Preprocessing steps that produced the best modes
# View best n_components
best_model.best_estimator_.get_params()
# ['preprocess__pca__n_components'] # Results
5. Speeding Up Model Selection with Parallelization.
That time you need to reduce the time it takes to select a model.
We can do this by training multiple models simultaneously, this is done by using all the cores in our machine by setting n_jobs=-1
# Load libraries
import numpy as np
from sklearn import linear_model, datasets
from sklearn.model_selection import GridSearchCV
# Load data
iris = datasets.load_iris()
features = iris.data
target = iris.target
# Create logistic regression
logistic = linear_model.LogisticRegression(max_iter=500,
solver='liblinear')
# Create range of candidate regularization penalty hyperparameter values
penalty = ["l1", "l2"]
# Create range of candidate values for C
C = np.logspace(0, 4, 1000)
# Create hyperparameter options
hyperparameters = dict(C=C, penalty=penalty)
# Create grid search
gridsearch = GridSearchCV(logistic, hyperparameters, cv=5, n_jobs=-1,
verbose=1)
# Fit grid search
best_model = gridsearch.fit(features, target)
# Print best model
print(best_model.best_estimator_)
# Fitting 5 folds for each of 2000 candidates, totalling 10000 fits
# LogisticRegression(C=5.926151812475554, max_iter=500, penalty='l1',
solver='liblinear')
6. Speeding Up Model Selection ( Algorithm Specific Methods).
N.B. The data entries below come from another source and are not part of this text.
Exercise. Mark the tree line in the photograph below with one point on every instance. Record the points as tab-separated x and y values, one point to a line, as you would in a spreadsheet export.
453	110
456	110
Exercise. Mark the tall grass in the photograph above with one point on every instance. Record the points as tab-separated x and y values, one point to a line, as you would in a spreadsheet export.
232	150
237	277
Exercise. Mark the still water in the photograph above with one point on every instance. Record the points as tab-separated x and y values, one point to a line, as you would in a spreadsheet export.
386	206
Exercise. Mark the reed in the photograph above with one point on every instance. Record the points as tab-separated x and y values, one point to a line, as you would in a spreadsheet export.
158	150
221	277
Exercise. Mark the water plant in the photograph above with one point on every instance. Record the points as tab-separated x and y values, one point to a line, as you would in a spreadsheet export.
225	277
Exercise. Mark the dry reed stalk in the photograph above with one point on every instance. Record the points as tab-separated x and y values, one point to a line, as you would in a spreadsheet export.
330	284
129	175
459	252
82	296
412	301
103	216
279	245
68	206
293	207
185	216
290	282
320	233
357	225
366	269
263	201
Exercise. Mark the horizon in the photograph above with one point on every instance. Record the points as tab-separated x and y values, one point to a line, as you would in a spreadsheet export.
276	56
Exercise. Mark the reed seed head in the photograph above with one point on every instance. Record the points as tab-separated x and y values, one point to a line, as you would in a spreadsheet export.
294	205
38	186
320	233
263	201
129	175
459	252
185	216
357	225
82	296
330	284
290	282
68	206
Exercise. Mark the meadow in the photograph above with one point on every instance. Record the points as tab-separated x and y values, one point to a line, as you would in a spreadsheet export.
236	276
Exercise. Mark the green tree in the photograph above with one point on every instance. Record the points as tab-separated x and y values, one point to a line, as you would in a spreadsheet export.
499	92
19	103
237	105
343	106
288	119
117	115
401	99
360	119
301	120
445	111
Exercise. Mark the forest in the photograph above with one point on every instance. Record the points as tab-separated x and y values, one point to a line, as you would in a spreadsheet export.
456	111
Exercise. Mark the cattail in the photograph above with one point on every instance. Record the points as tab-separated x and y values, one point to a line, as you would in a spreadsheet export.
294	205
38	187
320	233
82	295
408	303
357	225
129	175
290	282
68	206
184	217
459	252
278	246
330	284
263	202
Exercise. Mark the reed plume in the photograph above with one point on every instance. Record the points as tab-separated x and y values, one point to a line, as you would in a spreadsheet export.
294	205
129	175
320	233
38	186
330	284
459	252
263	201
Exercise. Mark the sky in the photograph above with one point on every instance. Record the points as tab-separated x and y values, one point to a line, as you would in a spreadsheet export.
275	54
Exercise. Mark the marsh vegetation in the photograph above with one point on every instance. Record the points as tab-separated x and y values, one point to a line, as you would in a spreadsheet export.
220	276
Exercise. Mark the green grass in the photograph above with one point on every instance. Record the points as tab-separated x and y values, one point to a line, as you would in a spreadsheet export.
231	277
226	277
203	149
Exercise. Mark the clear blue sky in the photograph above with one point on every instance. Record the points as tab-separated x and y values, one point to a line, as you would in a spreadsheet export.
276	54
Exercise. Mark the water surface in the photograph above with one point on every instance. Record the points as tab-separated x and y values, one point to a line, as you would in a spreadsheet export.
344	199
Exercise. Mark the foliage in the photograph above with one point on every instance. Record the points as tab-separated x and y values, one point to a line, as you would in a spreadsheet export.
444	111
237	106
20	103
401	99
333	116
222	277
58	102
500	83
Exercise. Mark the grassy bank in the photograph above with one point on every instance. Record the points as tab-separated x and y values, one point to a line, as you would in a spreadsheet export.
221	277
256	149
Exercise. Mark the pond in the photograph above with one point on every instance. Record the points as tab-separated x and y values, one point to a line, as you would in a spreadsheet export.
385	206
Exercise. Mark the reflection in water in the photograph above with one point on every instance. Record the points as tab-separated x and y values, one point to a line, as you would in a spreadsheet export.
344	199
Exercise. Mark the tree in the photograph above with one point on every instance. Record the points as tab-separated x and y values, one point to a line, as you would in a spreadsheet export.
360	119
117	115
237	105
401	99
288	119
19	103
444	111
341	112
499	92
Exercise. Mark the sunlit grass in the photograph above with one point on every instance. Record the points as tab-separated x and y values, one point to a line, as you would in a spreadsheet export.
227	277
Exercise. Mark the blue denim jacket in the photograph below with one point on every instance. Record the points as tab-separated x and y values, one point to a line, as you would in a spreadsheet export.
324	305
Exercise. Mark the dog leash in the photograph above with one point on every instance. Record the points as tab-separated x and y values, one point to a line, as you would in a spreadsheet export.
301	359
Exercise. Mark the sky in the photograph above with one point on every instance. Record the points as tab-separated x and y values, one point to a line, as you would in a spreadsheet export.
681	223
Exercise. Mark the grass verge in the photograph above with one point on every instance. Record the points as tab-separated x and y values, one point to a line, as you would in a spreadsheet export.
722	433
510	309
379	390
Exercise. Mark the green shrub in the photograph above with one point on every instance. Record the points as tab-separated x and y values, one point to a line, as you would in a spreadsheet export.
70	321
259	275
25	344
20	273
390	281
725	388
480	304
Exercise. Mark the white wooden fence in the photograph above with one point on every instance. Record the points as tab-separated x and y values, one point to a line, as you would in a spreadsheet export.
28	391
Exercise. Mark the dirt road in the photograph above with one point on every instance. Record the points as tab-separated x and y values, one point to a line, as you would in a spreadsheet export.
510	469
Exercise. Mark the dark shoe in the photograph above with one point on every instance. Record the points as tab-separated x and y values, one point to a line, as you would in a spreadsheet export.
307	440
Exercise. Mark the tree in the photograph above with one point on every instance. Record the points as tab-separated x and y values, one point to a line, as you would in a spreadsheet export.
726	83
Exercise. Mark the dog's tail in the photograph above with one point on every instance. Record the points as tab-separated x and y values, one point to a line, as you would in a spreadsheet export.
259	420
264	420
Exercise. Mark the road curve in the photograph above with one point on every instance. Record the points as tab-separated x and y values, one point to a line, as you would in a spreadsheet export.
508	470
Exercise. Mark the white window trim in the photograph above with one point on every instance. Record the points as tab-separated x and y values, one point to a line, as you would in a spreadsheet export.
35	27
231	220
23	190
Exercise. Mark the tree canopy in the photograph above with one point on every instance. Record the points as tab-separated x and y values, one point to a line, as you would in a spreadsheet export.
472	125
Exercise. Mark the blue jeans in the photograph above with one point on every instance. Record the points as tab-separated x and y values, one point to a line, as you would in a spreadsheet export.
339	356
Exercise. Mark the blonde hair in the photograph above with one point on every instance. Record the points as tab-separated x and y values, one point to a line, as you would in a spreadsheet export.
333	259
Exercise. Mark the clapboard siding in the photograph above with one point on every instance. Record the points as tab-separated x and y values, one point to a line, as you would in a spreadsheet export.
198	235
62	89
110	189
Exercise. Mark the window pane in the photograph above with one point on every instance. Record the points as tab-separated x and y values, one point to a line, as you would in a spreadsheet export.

This a way to speed up model selection without using additional compute power.
This is possible because scikit-learn has model-specific cross-validation hyperparameter tuning.
Sometimes the characteristics of a learning algorithms allows us to search for the best hyperparameters significantly faster.
Example:
LogisticRegression is used to conduct a standard logistic regression classifier.
LogisticRegressionCV implements an efficient cross-validated logistic regression classifier that can identify the optimum value of the hyperparameter C.
# Load libraries
from sklearn import linear_model, datasets
# Load data
iris = datasets.load_iris()
features = iris.data
target = iris.target
# Create cross-validated logistic regression
logit = linear_model.LogisticRegressionCV(Cs=100, max_iter=500,
solver='liblinear')
# Train model
logit.fit(features, target)
# Print model
print(logit)
# LogisticRegressionCV(Cs=100, max_iter=500, solver='liblinear')
Note:A major downside to LogisticRegressionCV is that it can only search a range of values for C. This limitation is common to many of scikit-learn's model-specific cross-validated approaches.
I hope this Article was helpful in creating a quick overview of how to select a machine learning model.